In common language, "hypothyroidism" refers mainly to primary hypothyroidism, in which the thyroid gland doesn't produce thyroid hormones normally, and because of that TSH levels are high and T4 and/or T3 levels are low. The most common reason for primary hypothyroidism is Hashimoto's thyroiditis. Especially in men, it's quite rare. Despite this, many people seem to suffer from low metabolism and various symptoms which seem to be alleviated or cured by thyroid extract.

It's probable that Barnes' results can't be explained by primary hypothyroidism. I think that some other thing than low thyroid hormone blood concentration would explain why some people are susceptible to CVD if they are not given thyroid extract. I think that the mechanism is more likely related to function of receptors and target tissues (liver etc). Maybe many people have some other underlying metabolic problems caused by deficiencies, infections or other causes, that inhibit thyroid hormone function and aerobic metabolism on the cellular level. This could be reason why some people need some extra thyroid hormones, which often leads to extremely low TSH levels.**

9. Synthetic Hormones VS Natural Desiccated Thyroid

Nowadays the medication of thyroid patients is almost completely based on the synthetic hormones, most usual prescription being Synthroid (levothyroxine, T4). However, all of those positive results of Barnes and others were achieved with natural desiccated thyroid (NDT).

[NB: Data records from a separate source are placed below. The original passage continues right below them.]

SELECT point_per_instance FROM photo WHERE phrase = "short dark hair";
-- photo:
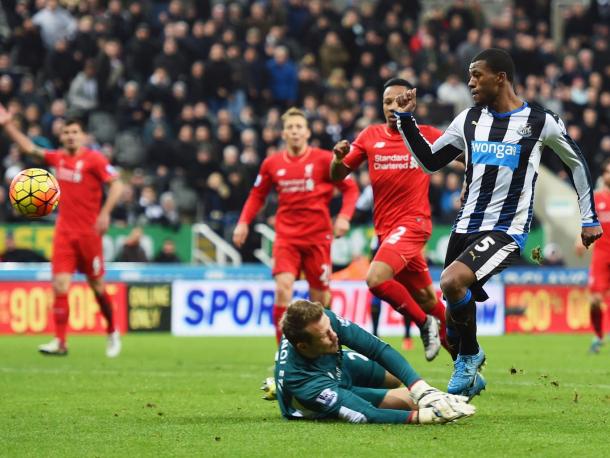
(79, 121)
(498, 61)
(300, 314)
(397, 82)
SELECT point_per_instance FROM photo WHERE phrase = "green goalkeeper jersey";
(317, 388)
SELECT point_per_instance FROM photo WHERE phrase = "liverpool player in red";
(599, 273)
(82, 174)
(399, 273)
(303, 227)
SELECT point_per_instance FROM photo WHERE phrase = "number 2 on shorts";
(400, 230)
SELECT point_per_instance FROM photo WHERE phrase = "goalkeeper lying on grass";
(316, 379)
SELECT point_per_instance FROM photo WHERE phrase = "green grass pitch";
(168, 396)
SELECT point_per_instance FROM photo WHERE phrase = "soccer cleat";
(113, 344)
(476, 388)
(430, 337)
(269, 389)
(465, 370)
(53, 348)
(596, 345)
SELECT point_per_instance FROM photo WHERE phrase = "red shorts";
(78, 252)
(403, 250)
(599, 273)
(313, 260)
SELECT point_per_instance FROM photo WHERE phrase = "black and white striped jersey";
(502, 153)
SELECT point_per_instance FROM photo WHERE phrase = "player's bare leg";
(455, 283)
(597, 319)
(284, 287)
(61, 313)
(381, 283)
(113, 342)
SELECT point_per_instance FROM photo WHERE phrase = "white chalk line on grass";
(108, 372)
(166, 374)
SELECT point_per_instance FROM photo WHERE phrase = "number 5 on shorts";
(484, 244)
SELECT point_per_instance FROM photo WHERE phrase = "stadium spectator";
(132, 250)
(565, 73)
(167, 254)
(55, 22)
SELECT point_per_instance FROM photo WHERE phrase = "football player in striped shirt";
(503, 138)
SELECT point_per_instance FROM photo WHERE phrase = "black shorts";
(485, 253)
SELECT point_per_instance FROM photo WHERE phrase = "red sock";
(61, 313)
(399, 298)
(597, 321)
(105, 304)
(278, 313)
(438, 312)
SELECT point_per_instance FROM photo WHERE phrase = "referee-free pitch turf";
(169, 396)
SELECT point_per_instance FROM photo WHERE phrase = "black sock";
(464, 317)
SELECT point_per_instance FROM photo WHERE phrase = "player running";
(599, 273)
(82, 174)
(303, 226)
(316, 379)
(399, 272)
(502, 138)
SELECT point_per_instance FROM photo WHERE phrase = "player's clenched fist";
(407, 100)
(341, 149)
(240, 234)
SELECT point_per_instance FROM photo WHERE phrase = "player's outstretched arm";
(23, 142)
(556, 137)
(431, 157)
(338, 170)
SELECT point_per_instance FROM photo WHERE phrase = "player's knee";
(374, 279)
(61, 286)
(426, 298)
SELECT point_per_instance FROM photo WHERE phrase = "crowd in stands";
(185, 97)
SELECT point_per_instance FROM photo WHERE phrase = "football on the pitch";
(34, 193)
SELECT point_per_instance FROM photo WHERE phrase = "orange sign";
(26, 308)
(547, 308)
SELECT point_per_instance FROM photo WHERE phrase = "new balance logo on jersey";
(495, 153)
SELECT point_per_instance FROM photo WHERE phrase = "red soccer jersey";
(81, 180)
(602, 206)
(304, 192)
(400, 186)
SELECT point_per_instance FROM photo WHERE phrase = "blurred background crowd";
(185, 97)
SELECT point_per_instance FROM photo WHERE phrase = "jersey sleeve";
(258, 193)
(356, 338)
(51, 157)
(555, 136)
(432, 156)
(357, 153)
(105, 171)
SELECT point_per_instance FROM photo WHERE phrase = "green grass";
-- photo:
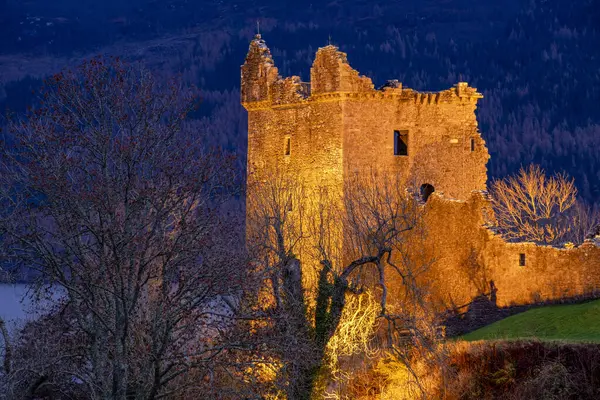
(573, 323)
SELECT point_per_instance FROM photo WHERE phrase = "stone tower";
(339, 124)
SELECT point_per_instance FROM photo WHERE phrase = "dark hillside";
(537, 62)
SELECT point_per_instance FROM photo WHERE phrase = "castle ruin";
(339, 124)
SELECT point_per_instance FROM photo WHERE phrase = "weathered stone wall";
(440, 128)
(469, 256)
(342, 125)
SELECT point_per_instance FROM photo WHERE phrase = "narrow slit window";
(400, 143)
(287, 146)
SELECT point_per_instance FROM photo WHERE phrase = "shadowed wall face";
(325, 132)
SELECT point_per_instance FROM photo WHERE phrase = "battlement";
(331, 77)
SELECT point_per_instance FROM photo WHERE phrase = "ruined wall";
(440, 127)
(339, 125)
(469, 255)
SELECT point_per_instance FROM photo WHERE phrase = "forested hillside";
(536, 62)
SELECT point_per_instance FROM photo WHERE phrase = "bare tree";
(534, 207)
(121, 210)
(361, 238)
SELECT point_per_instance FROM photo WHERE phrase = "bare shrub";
(534, 207)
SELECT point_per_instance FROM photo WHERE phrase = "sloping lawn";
(575, 323)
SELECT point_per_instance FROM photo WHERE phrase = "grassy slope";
(580, 322)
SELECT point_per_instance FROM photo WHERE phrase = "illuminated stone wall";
(338, 124)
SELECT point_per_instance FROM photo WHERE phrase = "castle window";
(287, 146)
(426, 190)
(400, 143)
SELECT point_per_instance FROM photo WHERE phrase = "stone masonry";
(339, 124)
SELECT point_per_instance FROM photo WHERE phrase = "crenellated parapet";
(258, 72)
(332, 73)
(332, 78)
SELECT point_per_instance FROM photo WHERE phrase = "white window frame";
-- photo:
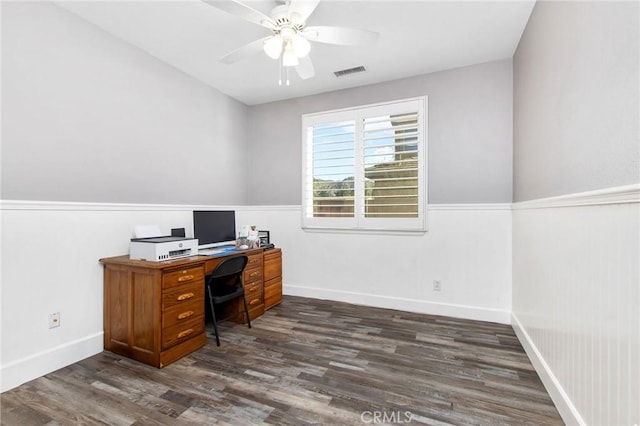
(359, 223)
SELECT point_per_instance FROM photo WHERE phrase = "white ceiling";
(416, 37)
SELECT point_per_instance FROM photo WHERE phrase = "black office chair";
(225, 283)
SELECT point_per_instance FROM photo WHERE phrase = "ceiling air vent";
(349, 71)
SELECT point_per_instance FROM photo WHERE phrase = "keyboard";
(210, 252)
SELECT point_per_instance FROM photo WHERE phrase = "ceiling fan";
(289, 36)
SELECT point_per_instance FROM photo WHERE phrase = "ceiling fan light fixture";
(289, 57)
(301, 46)
(273, 47)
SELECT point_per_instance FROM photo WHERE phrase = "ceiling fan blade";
(303, 8)
(305, 68)
(243, 11)
(245, 51)
(340, 35)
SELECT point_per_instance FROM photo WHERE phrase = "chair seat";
(224, 293)
(219, 290)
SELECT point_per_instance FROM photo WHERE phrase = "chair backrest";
(230, 266)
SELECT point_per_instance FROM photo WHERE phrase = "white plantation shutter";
(365, 168)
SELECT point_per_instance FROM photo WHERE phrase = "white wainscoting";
(50, 255)
(467, 248)
(576, 301)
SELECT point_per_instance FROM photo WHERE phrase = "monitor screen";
(214, 227)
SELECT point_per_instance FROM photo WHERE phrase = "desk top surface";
(183, 261)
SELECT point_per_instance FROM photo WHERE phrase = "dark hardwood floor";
(306, 362)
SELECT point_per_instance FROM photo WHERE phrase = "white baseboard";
(20, 371)
(402, 304)
(563, 403)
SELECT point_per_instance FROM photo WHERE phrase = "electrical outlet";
(54, 320)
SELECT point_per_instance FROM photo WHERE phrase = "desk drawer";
(253, 287)
(182, 276)
(183, 312)
(272, 292)
(183, 295)
(251, 275)
(272, 264)
(180, 332)
(255, 261)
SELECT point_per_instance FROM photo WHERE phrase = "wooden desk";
(154, 312)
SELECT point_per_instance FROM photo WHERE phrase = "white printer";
(158, 249)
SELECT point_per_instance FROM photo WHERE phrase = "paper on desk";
(147, 231)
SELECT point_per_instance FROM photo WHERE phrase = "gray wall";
(86, 117)
(576, 99)
(469, 134)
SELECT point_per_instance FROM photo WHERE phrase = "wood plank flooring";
(306, 361)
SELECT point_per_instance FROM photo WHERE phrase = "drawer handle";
(185, 314)
(185, 333)
(186, 296)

As a medication, NDT became popular in the '30s, but after the sixties the synthetic hormones have replaced them almost completely. So nowadays most hypothyroid patients receive T4 monotherapy. Sometimes but still quite rarely patients are treated by synthetic combination therapy (T4+T3), sole triiodothyronine (T3) or desiccated thyroid (NDT; Armour Thyroid being the most popular trademark).

T4 treatment has often been compared to the combination therapy. I haven't compiled the research on the subject, but from what I have seen, it seems to me that for many people the combination therapy works better than the monotherapy.

Baisier et al. have compared T4 and NDT treatments, and according to their results, NDT is utterly superior to the T4 treatment (see the diagram below). They also state that urine free T3 is a more worthy marker than the typical blood tests. NDT-treated patients had much higher urine free T3 than those who received synthetic treatment. (Baisier et al. 2001, pdf)
T4 got really PWNT by NDT :)
I think that no relevant studies on the efficacy of levothyroxine on prevention of CVD, but in the seventies one very large study was conducted, in which they used dextrothyroxine. Those who received the synthetic hormone, had a slightly elevated total mortality. (The Coronary Drug Project 1972)

In the social media there are a lot of discussions regarding thyroid medications, and I think that very many people on various health forums also believe that the natural thyroid treatment is often better than the synthetic treatment.

10. Possible causes of inadequate thyroid hormone function

The function of thyroid hormones is related to a large amount of metabolic processes, so it wouldn't be very illogical to think that in some people, the inadequate metabolic rate (or thyroid function) could be related to their diet or lifestyle. Below I demonstrate some of the possible associations between diet, lifestyle, thyroid hormone function and CVD.

Nutritional deficiencies - Iodine deficiency is obviously the most well-known cause of hypothyroidism and goiter. Here in Finland, a large percentage of the population suffered from iodine deficiency goiter in the '50s. However, salt and some other foods have been fortified with iodine since those times and therefore the deficiency is quite rare nowadays. (Lamberg 1986, Lamberg 2003)

Selenium is another trace mineral which is closely related to the thyroid function. In Finland, soils were quite depleted of selenium until the beginning of 1980s. (Arthur 2003, Hoption Cann 2006)

I have been thinking that he additions of iodine and selenium to the Finnish food supply might have been one of the main contributors to the decline in coronary heart disease during the North Karelia project. The common view is that the project decreased CVD mortality by advocating people to eat less saturated fat (SFA) and to start exercising.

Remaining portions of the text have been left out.